The Heinz executive who told Mr. Jackson and managers the plant was closing did so with tears in his eyes, Mr. Jackson said. And some people maintain that Heinz – a distinction is made between the historic company and the new owners – cannot be the target of the community’s anger. “We’re heartbroken by this. I’m not going to say we’re not upset,” says mayor John Patterson. “But if you look back, over 104 years, and you see how many families have grown up around this … I find it difficult, if not impossible, to be angry. We’ve had a good run.”

But it is not as if Leamington, which has struggled through nearby Windsor’s travails in the auto industry’s restructuring, is a stranger to industrial decline. Scott Graham moved here as a 13-year-old because his dad came for an auto-industry job. He’s watched the region struggle through the recession and seen and other factories close. “It’s like this area is being punched in the face when everything was recovering,” said Mr. Graham, who co-owns a Century 21 office that he says has received panicked calls for listings in the wake of Heinz’s Thursday announcement. He, like the mayor, thinks things will be okay.

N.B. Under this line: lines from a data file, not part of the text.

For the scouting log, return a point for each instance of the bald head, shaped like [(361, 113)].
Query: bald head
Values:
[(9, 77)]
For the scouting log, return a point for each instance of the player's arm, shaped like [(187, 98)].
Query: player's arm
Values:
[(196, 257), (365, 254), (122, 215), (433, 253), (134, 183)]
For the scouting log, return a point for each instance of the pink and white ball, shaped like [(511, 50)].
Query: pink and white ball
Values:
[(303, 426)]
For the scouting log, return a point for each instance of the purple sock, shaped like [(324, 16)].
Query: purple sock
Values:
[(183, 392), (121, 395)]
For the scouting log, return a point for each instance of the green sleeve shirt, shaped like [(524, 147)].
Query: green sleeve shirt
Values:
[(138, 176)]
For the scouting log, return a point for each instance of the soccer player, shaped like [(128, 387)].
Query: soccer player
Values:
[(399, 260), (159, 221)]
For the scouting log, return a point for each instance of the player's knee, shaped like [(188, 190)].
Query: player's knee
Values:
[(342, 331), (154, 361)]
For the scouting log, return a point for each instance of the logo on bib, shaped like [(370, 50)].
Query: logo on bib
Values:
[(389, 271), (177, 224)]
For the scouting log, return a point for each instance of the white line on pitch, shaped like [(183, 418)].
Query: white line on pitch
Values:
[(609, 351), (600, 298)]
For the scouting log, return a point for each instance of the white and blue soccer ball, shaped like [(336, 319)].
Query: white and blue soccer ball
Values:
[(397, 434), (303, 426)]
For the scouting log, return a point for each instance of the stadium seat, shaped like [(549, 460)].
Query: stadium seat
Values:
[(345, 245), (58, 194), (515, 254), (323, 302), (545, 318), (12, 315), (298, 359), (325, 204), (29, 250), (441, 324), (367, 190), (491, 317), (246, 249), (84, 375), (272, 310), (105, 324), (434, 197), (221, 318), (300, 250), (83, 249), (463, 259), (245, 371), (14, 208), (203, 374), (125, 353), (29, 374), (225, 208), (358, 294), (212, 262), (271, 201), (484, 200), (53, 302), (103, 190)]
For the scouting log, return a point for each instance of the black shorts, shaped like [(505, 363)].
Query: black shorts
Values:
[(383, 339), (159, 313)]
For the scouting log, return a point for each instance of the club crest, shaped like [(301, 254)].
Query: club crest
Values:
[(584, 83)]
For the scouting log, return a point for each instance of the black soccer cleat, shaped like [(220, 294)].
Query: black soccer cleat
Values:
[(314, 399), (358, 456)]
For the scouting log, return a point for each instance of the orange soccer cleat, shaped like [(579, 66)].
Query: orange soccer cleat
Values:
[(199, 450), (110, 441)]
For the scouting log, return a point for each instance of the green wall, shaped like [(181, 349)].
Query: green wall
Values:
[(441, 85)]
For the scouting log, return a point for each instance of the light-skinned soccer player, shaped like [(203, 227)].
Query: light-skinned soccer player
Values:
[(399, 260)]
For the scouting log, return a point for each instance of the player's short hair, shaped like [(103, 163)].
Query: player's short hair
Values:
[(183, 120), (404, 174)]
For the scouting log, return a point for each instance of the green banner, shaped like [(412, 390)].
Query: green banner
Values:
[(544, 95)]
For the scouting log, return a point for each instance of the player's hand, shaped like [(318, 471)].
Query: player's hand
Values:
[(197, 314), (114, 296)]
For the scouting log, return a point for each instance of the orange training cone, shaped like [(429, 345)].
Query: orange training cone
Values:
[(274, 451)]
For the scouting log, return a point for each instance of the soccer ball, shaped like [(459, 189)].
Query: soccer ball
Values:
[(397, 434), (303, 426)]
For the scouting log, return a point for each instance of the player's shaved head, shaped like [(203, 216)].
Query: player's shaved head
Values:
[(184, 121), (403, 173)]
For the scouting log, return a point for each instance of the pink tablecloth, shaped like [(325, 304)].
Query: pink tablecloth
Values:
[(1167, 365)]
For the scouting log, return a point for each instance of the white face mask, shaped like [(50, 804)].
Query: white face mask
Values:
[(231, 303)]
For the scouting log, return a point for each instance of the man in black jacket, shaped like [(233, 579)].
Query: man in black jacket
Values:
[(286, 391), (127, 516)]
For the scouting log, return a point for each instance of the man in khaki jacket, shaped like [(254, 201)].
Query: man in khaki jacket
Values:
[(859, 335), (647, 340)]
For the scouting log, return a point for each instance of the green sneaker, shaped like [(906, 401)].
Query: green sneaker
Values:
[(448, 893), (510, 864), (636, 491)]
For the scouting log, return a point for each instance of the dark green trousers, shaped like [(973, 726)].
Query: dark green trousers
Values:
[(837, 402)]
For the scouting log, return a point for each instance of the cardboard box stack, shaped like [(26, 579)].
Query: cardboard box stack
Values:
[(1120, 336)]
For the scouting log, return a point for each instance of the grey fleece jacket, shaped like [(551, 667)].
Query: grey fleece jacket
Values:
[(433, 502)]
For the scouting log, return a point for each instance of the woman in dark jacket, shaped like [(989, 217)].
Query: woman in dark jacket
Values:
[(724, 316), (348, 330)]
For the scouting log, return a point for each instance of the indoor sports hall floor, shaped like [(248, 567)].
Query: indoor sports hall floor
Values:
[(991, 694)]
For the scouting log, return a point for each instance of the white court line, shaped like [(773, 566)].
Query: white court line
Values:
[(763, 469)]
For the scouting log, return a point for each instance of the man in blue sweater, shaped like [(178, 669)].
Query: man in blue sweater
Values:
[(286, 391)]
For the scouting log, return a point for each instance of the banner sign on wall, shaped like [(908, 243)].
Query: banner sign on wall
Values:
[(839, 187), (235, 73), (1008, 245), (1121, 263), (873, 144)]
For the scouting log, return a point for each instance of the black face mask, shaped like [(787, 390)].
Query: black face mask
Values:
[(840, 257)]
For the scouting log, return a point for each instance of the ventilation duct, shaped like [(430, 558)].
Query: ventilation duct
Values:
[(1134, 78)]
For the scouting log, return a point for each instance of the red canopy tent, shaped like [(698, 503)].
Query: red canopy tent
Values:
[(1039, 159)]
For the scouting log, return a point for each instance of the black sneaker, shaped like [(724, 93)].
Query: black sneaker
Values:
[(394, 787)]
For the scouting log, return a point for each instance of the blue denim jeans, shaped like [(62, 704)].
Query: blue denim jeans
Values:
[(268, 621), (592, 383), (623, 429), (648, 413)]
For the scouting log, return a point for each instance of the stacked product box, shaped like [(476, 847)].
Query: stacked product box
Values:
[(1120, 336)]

But there is still a lot of pain, anger and disbelief in Leamington, despite the memories, which makes the mood feel sort of like a communal divorce. Employees said the meeting with unionized staff got heated, with tossed chairs and a lot of swearing. There is particular hatred for Mr. Buffett, the most easily understood of the new owners. “If he shows up here in Leamington, he just might get shot,” one man said, trembling at Jose’s, a local bar and grill. “That’s not how you do business.” Employees said they got one-week of pay for every year. One younger employee quit on the spot and spent the day handing out résumés. Many were up all night and called in sick on Friday and everyone talks of leaving.

The town has some industries that don’t rely on Heinz. Two Highline Mushroom facilities in Leamington employ about 700 people. The community also forms the largest concentration of greenhouses in Canada, possibly North America, growing fresh produce all year that goes to grocery stores, not processing plants.

Maria Harms, who works in the greenhouse industry and picked tomatoes as a young girl, was sipping a glass of red wine on the evening of the closing announcement at Jose’s, a local bar and grill. “It’s going to affect businesses like this,” she says. “People will be going out less. They’ll be watching their dollar.” As she’s about to leave, she receives a text from a friend in the auto industry who’s been laid off. “Does Heinz affect greenhouse at all?” it reads. She shrugs and then she laughs.